2.      perlunya langkah-langkah represif, sebab selama ini segala bentuk patologi yang ada selalu berulang dan terus berlanjut dari generasi ke generasi.
3.      Para pimpinan birokrat perlu memeberi contoh yang baik, selain itu perlu didukung dengan upaya yang bersifat kompetitif ditambah dengan penghargaan terhadap prestasi kerja, dimana dengan upaya tersebut para birokrat semakin memperbaiki kualitas kerja mereka.
4.      Penyelenggaraan pelatihan-pelatihan untuk meningkatkan kemampuan dan keterampilan para birokrat.

 4. Kesimpulan
      Kesimpulan yang dapat ditarik dalam kasus dan analisis yang ada antara lain:
1.      Bahwa masih lemahnya penerapan terhadap Asas-Asas Umum Pemerintahan Yang Baik maupun Asas-Asas Penyelenggaraan Negara.
2.      Peningkatan pengawasan dan juga keadaran hukum terhadap kinerja birokrat khususnya di DKI  Jakarta merupakan hal yang mutlak dan mendesak.
3.      Peningkatan kemampuan, keterampilan, dan integritas para birokrat perlu terus dikaji ulang, tidak hanya ketika saat rekruitmen saja.




[1] Hand Out Kuliah Birokrasi dan Manajemen Negara
[2] Ibid.
[3] Pasal 3 butir ke-5 dan ke-6, Undang-Undang Nomor 28 tahun 1999 Tentang Penyelenggaraan Negara Yang Bersih dan Bebas dari Korupsi, Kolusi dan Nepotisme.

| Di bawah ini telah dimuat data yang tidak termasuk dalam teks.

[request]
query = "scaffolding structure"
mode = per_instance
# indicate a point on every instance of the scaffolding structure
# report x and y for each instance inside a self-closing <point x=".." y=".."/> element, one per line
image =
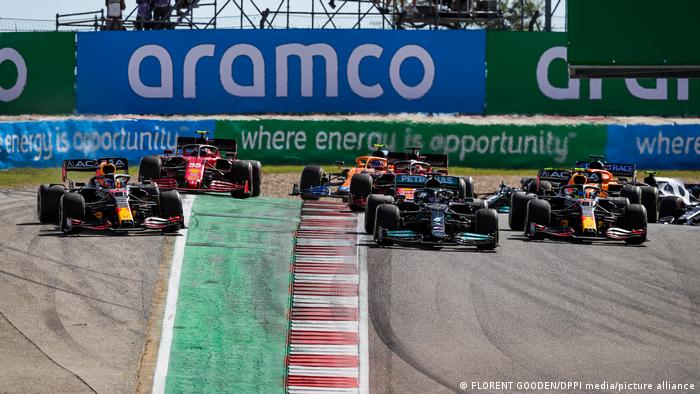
<point x="318" y="14"/>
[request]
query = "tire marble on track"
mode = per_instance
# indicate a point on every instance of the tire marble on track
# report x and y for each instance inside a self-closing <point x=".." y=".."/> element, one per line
<point x="73" y="310"/>
<point x="536" y="311"/>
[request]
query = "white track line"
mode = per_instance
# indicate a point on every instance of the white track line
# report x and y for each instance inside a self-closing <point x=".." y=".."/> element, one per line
<point x="364" y="310"/>
<point x="166" y="336"/>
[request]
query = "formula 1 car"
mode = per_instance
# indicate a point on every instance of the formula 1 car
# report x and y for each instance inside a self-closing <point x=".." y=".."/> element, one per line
<point x="433" y="216"/>
<point x="680" y="203"/>
<point x="372" y="175"/>
<point x="108" y="202"/>
<point x="199" y="166"/>
<point x="580" y="211"/>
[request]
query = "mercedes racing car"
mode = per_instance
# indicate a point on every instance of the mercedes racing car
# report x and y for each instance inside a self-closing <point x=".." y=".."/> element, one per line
<point x="679" y="203"/>
<point x="108" y="201"/>
<point x="580" y="211"/>
<point x="372" y="174"/>
<point x="433" y="215"/>
<point x="203" y="165"/>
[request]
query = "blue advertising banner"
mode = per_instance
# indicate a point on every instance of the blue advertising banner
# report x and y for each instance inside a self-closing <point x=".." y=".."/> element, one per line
<point x="662" y="147"/>
<point x="47" y="144"/>
<point x="281" y="71"/>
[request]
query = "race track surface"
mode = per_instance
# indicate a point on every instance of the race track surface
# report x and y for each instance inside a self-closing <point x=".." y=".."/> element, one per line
<point x="73" y="310"/>
<point x="536" y="311"/>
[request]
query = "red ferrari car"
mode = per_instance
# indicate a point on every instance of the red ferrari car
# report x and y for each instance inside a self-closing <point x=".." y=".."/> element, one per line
<point x="203" y="165"/>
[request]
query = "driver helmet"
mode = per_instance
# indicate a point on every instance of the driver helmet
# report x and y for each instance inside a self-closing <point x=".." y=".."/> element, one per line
<point x="105" y="174"/>
<point x="376" y="164"/>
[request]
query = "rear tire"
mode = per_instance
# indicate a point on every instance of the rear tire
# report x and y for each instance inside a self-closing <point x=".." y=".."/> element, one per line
<point x="150" y="168"/>
<point x="487" y="224"/>
<point x="257" y="178"/>
<point x="518" y="210"/>
<point x="633" y="193"/>
<point x="373" y="201"/>
<point x="671" y="206"/>
<point x="538" y="212"/>
<point x="635" y="219"/>
<point x="72" y="206"/>
<point x="170" y="206"/>
<point x="388" y="216"/>
<point x="466" y="187"/>
<point x="48" y="201"/>
<point x="360" y="187"/>
<point x="311" y="176"/>
<point x="242" y="172"/>
<point x="650" y="200"/>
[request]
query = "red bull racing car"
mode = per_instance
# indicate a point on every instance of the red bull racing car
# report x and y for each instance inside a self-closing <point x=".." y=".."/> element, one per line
<point x="108" y="201"/>
<point x="203" y="165"/>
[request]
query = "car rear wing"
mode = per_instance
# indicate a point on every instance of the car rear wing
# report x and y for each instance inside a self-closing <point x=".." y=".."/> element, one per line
<point x="224" y="145"/>
<point x="88" y="165"/>
<point x="618" y="170"/>
<point x="553" y="175"/>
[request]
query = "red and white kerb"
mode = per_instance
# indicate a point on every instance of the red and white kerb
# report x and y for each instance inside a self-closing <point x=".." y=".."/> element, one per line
<point x="323" y="339"/>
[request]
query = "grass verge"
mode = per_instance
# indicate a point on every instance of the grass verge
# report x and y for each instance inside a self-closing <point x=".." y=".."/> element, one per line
<point x="25" y="177"/>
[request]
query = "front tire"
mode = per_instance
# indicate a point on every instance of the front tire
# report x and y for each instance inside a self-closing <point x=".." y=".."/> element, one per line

[4] Prof. DR. Drs Astim R., S.H., M.H., Etika Pengawasan Masyarakat Terhadap Penyelenggaraan Negara yang Bersih dan Bebas dari Korupsi, Kolusi, dan Nepotisme, Disajikan dalam penyuluhan hukum yang diselenggarakan Lembaga Pemantau Tindak Pidana Korupsi Bandung, 30 Maret 2009.